This is from a commencement address by Richard Rothstein at the Bank Street College of Education last month:
I imagine that you, like me, believe that a teacher’s highest ethical obligation is to his students’ welfare. We understand that teachers are criminal if they enhance students’ passing rates by erasing and changing answers in test booklets. Is it equally unethical, should it perhaps even be criminal, for school systems to enhance passing rates by devoting excessive time to test preparation and robbing children of the broad curriculum they need to truly succeed?
When a teacher is enrolled in a corrupt system, where fulfillment of her legal and organizational responsibilities require her to harm her students, when does she owe it to herself and to her students to refuse?
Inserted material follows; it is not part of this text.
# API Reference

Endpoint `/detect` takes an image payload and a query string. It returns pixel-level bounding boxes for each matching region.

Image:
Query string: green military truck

How should teachers balance the good they may do by saving their right to participate in a corrupt system, with their professional and ethical obligations to shun corruption? If a teacher might be fired, or if her school might be closed, if she refused to commit the illegal act of test tampering, should she nonetheless refuse? If a teacher might be fired, or if her school might be closed, if she refused to engage in excessive test prep, should she nonetheless refuse to engage in that practice? If a teacher is expected to get her students to proficiency while no one worries about her students’ stress, or homelessness, or lead poisoning, or abuse, should she rebel?
Recently, the most powerful resistance to corruption in American education has been articulated by middle class, really upper-middle class, parents who’ve withdrawn their children from testing. Few teachers openly encourage this resistance; doing so risks being fired, and the loss of opportunity to nurture children. They might only be replaced by obedient teachers who do less well at nurturing. How should teachers respond?